Taken on April 15, 1937, this image shows approximately 500 veterans and clergymen protesting the recruitment of 200 war veterans as strike police during a General Motors strike in Oshawa. This and other images can be found online through the Walter P. Reuther Library, Wayne State University.
I had the pleasure of attending a public forum on pensions in Oshawa a few weeks ago. Organized by the retirees’ chapter of the Canadian Auto Workers’ (CAW) Local 222, over 200 bodies were in attendance.
While the theme of the evening was universal public pensions, speakers had experienced a number of social ills: a single mother who lost her home and car after being laid off from GM, now enrolled in a government re-training program as a care provider and struggling to make ends meet as a student and mother; a woman whose father had lost his workplace pension, reduced to poverty in his final years on the paltry public pensions currently paid in Canada; a former Nortel worker who recounted what it was like to lose his income security on the brink of retirement. Following these testimonials, Sylvain Schetagne, an economist with the Canadian Labour Congress (CLC), gave a brief presentation on how a more generous public pension plan and ‘retirement security for everyone’ could be turned into policy.
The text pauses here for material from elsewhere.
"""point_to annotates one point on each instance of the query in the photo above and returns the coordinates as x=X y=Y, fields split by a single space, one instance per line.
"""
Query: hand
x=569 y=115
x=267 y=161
The remaining time was then given to questions and comments from the audience, and a large line quickly formed. I heard many positive reviews of this afterwards – to paraphrase one woman in the audience I overheard: it’s about time they gave us equal time to speak. Again and again, people said that they just wanted to be heard. Unfortunately, only a couple of politicians attended. The many who were invited were represented only by a name card and an empty seat at the head table.